There are different types of State responsibility for cases of forced labour. Forced labour can be imposed directly and deliberately by the State; or the State can fail to prevent forced labour perpetrated by others.

Compulsory labour by citizens, including where national or local authorities force otherwise free citizens to work, is a form of state imposed forced labour. States might also force citizens to work as a method of mobilising labour for economic development. Some countries also deliberately exploit workers under conditions that constitute forced labour.

The United Nations sanctioned to make it illegal of states to specifically permit the use of forced labour:

  • as punishment for the expression of political views,
  • for the purposes of economic development,
  • as a means of labour discipline,
  • as a punishment for participation in strikes,
  • as a means of racial, religious or other discrimination.

Currently, the government of China is committing serious and large-scale human rights violations in the Xinjiang Uyghur Autonomous Region (Uyghur Region), known to local people as East Turkistan, targeting the Uyghur population and other Turkic and Muslim-majority peoples. The government is carrying out the arbitrary mass detention and re-education of people.

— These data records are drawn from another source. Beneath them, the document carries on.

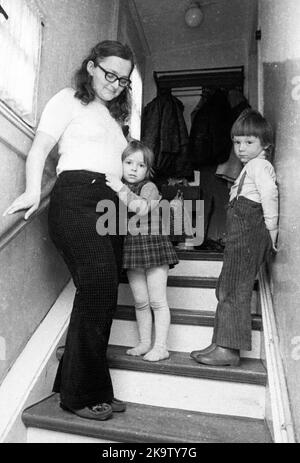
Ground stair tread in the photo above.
[57,345,267,386]
[120,274,218,288]
[107,345,266,386]
[120,273,258,291]
[22,394,272,443]
[176,248,223,261]
[114,304,262,331]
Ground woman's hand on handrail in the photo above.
[3,191,40,220]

Furthermore, state-imposed forced labour is happening at alarming rates within this region and across China. This includes the government perpetrating forced labour inside the detention camps and multiple forms of forced labour at workplaces across the region and even in other parts of China. 

The Chinese government is using forced labour as a means of social control, creating significant risks of the presence of forced labour at virtually any workplace, industrial or agricultural, in the Uyghur Region. The Chinese government is also transporting Uyghurs and other Turkic and Muslim-majority peoples to other parts of China, where they are working in factories under forced labour conditions. Reports in 2020 revealed that at least 80,000 Uyghurs or other Turkic and Muslim-majority peoples have been transferred to factories (forced labour) across China where they cannot leave, are under constant surveillance, and must undergo “ideological training” to abandon their religion and culture. 

Brands and retailers across sectors are profiting from forced labour in and from the Uyghur Region. This is significant in the apparel and garment sectors.

Over 80 percent of China’s cotton is grown in the Uyghur Region (almost 20 percent of global production). Garments made with cotton or yarn spun from the Uyghur Region are used by garment and apparel factories across China and the world. Almost every major apparel brand and retailer selling cotton products is potentially implicated. 

The Chinese government is not cooperating with the United Nations or any other human rights organisations. They continue to deny allegations of human rights abuses and are not allowing any inspections of the Uyghur Region. No reliable information can be generated. This means that it is impossible for companies to verify that any workplace in the Uyghur Region is free of forced labour. The only way that companies can know for sure that their supply chains do not contain Uyghur forced labour is to withdraw all production from the region immediately. 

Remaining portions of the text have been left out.